Malgré une amélioration de la qualité de l’eau du Rhône et de la Saône depuis 40 ans, la santé de ces fleuves oscille entre le « médiocre » et l’« assez moyen ». En cause : la pollution, les activités humaines et l’artificialisation des aménagements hydrauliques, qui endommagent les écosystèmes marins et la biodiversité.

Les comptages ornithologiques récents ne rapportent pas de chute brutale de la population de cygnes sur les fleuves, mais des diminutions ponctuelles ou des changements de répartition en fonction des conditions environnementales, humaines et climatiques. (Photo/Flavien Crozier)

Depuis les années 1980, la qualité de l’eau du Rhône et de la Saône s’est améliorée. En cause, la création et la modernisation de stations d’épuration, comme celle de Feyssine, et l’adoption de réglementations plus strictes, particulièrement la directive-cadre sur l’eau de l’Union Européenne (UE), qui a permis, entre autres, la réduction des rejets industriels et l’abolition de l’usage de certains pesticides.

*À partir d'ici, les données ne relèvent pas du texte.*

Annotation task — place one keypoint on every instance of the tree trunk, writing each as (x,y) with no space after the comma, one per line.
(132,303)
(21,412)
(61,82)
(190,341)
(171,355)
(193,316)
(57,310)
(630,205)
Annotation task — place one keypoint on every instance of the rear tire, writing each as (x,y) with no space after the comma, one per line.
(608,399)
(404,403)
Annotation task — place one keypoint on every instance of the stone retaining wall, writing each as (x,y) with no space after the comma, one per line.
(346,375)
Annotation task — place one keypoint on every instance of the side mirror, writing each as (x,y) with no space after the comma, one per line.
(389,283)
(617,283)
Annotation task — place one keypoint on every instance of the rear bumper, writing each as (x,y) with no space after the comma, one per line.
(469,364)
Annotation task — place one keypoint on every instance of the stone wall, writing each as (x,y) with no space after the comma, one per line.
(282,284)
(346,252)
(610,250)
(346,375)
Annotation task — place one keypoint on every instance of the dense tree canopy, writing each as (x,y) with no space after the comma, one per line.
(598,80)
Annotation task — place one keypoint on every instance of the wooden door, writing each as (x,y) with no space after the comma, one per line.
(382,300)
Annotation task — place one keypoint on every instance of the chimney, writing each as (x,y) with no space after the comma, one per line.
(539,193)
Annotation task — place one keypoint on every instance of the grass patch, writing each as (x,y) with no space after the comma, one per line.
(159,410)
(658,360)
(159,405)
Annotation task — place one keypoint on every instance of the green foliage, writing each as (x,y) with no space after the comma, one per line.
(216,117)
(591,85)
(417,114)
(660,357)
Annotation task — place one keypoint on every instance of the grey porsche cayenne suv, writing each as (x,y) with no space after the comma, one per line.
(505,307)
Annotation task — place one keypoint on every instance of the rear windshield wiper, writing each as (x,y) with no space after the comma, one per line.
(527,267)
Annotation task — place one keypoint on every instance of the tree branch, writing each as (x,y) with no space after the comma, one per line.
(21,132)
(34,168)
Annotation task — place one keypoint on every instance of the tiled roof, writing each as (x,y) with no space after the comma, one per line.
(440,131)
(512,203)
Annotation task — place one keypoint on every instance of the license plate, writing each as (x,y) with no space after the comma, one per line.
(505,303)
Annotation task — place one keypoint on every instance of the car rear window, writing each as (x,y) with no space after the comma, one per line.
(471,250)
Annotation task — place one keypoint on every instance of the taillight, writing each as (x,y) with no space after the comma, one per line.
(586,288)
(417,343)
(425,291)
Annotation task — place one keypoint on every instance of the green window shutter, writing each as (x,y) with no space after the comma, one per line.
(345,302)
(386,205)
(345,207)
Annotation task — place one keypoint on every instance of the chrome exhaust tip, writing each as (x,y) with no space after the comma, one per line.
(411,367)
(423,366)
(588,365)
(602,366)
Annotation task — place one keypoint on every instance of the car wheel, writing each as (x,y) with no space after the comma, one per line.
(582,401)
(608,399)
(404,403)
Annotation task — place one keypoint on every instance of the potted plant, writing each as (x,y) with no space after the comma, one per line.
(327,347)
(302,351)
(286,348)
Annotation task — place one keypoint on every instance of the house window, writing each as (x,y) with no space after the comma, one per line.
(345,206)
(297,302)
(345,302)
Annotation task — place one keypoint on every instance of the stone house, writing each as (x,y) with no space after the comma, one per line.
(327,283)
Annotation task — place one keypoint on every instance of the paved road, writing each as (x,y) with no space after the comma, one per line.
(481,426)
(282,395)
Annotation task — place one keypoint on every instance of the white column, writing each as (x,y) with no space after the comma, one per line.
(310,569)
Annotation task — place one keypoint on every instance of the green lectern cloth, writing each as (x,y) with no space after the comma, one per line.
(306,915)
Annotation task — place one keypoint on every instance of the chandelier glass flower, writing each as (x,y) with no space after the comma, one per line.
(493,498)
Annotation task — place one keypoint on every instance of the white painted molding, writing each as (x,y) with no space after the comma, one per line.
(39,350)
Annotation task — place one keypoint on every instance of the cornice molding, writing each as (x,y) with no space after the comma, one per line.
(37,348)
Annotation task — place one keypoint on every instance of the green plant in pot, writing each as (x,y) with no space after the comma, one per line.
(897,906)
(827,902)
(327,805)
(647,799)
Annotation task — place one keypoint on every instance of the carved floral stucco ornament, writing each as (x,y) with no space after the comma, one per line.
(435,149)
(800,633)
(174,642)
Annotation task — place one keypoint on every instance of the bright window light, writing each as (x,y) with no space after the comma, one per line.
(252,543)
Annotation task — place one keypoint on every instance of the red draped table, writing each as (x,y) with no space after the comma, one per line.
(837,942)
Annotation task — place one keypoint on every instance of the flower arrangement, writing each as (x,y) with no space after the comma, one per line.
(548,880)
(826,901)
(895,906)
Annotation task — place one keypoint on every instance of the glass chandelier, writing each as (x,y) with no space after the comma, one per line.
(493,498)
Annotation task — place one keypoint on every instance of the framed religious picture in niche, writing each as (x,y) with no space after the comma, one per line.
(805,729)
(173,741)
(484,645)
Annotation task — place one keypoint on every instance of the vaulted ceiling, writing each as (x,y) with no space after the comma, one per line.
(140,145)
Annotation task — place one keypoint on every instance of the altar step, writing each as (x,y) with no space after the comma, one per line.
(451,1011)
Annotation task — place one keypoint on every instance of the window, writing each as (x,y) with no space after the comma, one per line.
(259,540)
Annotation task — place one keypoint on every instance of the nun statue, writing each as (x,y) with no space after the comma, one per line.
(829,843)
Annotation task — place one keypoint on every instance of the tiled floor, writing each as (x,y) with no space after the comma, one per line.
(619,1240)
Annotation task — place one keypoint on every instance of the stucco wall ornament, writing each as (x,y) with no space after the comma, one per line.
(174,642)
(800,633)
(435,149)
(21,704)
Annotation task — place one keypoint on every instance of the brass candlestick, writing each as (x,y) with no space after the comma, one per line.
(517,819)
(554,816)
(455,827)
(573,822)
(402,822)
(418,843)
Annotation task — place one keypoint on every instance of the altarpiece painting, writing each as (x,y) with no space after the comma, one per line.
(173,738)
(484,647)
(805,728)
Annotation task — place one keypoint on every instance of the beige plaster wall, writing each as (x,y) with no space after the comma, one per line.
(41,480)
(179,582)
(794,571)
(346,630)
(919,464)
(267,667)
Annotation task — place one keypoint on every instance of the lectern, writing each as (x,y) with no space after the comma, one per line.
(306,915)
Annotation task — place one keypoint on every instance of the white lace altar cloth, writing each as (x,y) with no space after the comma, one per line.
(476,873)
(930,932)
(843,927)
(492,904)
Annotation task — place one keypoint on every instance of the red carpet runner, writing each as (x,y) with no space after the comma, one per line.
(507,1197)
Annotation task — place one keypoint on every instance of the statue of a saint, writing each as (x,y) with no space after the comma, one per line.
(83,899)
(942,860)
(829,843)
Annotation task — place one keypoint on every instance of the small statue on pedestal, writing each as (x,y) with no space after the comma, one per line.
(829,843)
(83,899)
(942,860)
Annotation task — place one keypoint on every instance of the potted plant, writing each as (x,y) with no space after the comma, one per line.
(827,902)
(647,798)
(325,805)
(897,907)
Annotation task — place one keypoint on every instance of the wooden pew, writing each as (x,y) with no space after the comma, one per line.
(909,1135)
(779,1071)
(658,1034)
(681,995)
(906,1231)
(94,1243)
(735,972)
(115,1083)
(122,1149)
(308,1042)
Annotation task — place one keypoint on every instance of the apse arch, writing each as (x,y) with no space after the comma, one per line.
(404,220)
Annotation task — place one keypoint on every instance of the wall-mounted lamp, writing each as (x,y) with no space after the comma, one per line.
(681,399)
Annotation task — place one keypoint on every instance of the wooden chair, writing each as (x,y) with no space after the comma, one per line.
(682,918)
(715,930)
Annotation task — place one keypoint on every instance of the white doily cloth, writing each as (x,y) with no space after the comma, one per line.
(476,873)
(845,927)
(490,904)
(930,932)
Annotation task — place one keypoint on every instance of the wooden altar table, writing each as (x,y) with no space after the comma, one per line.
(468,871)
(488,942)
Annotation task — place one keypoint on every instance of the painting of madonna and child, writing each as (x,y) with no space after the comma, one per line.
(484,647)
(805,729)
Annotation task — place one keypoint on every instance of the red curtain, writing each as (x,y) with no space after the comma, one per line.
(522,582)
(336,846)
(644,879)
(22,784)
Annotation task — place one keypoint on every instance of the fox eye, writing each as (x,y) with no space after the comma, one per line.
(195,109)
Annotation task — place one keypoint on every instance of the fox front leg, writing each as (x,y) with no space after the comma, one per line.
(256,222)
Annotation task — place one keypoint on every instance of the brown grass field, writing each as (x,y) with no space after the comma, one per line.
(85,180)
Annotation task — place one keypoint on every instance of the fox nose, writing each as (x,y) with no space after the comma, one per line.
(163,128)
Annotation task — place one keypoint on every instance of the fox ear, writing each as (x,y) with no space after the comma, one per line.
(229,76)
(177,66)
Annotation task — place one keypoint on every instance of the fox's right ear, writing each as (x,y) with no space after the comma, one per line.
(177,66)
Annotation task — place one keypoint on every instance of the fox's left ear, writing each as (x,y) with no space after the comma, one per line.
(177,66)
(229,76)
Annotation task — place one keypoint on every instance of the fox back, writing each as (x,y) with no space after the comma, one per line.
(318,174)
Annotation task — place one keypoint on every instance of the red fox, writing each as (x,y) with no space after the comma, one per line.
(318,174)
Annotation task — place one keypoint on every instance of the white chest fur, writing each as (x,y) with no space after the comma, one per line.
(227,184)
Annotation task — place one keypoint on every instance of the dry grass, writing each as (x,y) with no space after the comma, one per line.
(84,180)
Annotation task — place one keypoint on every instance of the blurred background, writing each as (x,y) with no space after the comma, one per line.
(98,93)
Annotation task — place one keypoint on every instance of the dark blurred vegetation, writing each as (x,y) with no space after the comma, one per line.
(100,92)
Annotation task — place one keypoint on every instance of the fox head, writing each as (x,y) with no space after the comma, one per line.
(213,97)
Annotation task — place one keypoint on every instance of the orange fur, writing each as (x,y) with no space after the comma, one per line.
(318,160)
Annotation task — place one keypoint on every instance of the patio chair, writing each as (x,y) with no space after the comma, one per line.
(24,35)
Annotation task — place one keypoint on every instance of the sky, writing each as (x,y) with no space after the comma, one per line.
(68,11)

Cette directive, entrée en vigueur en décembre 2000, distingue trois critères pour évaluer la santé d’un fleuve : son état écologique, son état chimique et son potentiel écologique.

Selon Martin Jouve, chargé de commission eau au pôle rhodanien de France Nature Environnement (FNE), « l’état écologique de la Saône est médiocre à cause d’un manque de biodiversité et des pollutions », tandis que celui du Rhône serait « plus variable, car bons sur certains tronçons, mais mauvais dans la vallée industrielle ».

Cet expert des questions fluviales juge que l’état chimique de la Saône est « assez moyen, avec des pics de pollution par les nitrates et les pesticides ». Un bilan plus triste encore pour le Rhône, dû par la présence de mercure et de HAP (Hydrocarbures aromatiques polycycliques).

Des fleuves « très sollicités »

Malgré les progrès récents, Martin Jouve observe quand même une augmentation des polluants émergents depuis les années 2010, comme les résidus de médicaments ou la présence de microplastiques. Les rejets de nitrates et de pesticides restent importants, surtout dans la Saône.

Le membre de FNE met l’accent sur le fait que ces fleuves sont « très sollicités », que ce soit par la navigation, le refroidissement d’installations industrielles, le prélèvement pour l’eau potable ou encore le rejet des eaux usées.

Il existe trois grandes familles de pollution, auxquelles est confrontée la biodiversité du Rhône et de la Saône : agricole, par l’utilisation massive d’engrais (nitrates, phosphates) et l’usage de produits physiosanitaires (herbicides, insecticides) ; urbaine, par le rejet des eaux usées et le ruissellement urbain, qui contiennent des produits de lessive, des hydrocarbures, des métaux lourds et des microplastiques ; et industrielle, notamment par l’évacuation d’eaux chargées en produits chimiques.

Une chute de la biodiversité dans le Rhône et la Saône causée par l’artificialisation des aménagements hydrauliques

Les effets de la pollution et des activités humaines sur la faune et la flore de ces deux fleuves « engendrent une altération de la reproduction chez certains poissons, comme des malformations ou une baisse du taux de fécondité, mais aussi une contamination au PCB des sédiments des poissons, interdisant leur consommation sur certains tronçons depuis le milieu des années 2000, notamment entre le barrage de Génissiat et la Méditerranée », témoigne Martin Jouve.

Celui-ci précise que « l’artificialisation des aménagements hydrauliques a engendré une disparition de certains habitats naturels », causant un obstacle à la migration de poissons, comme la lamproie ou l’anguille – ils font tous deux parties des espèces les plus menacées par la qualité de l’eau des fleuves, avec le brochet et certaines espèces d’invertébrés – et une diminution des zones de reproduction et de repos des poissons.

Les indicateurs sur lesquels se basent le FNE Rhône pour évaluer la santé des écosystèmes aquatiques et la biodiversité des deux fleuves sont l’indice poisson rivière, l’indice de qualité physico-chimique, ainsi qu’une cartographie des zones humides et des obstacles à la continuité écologique.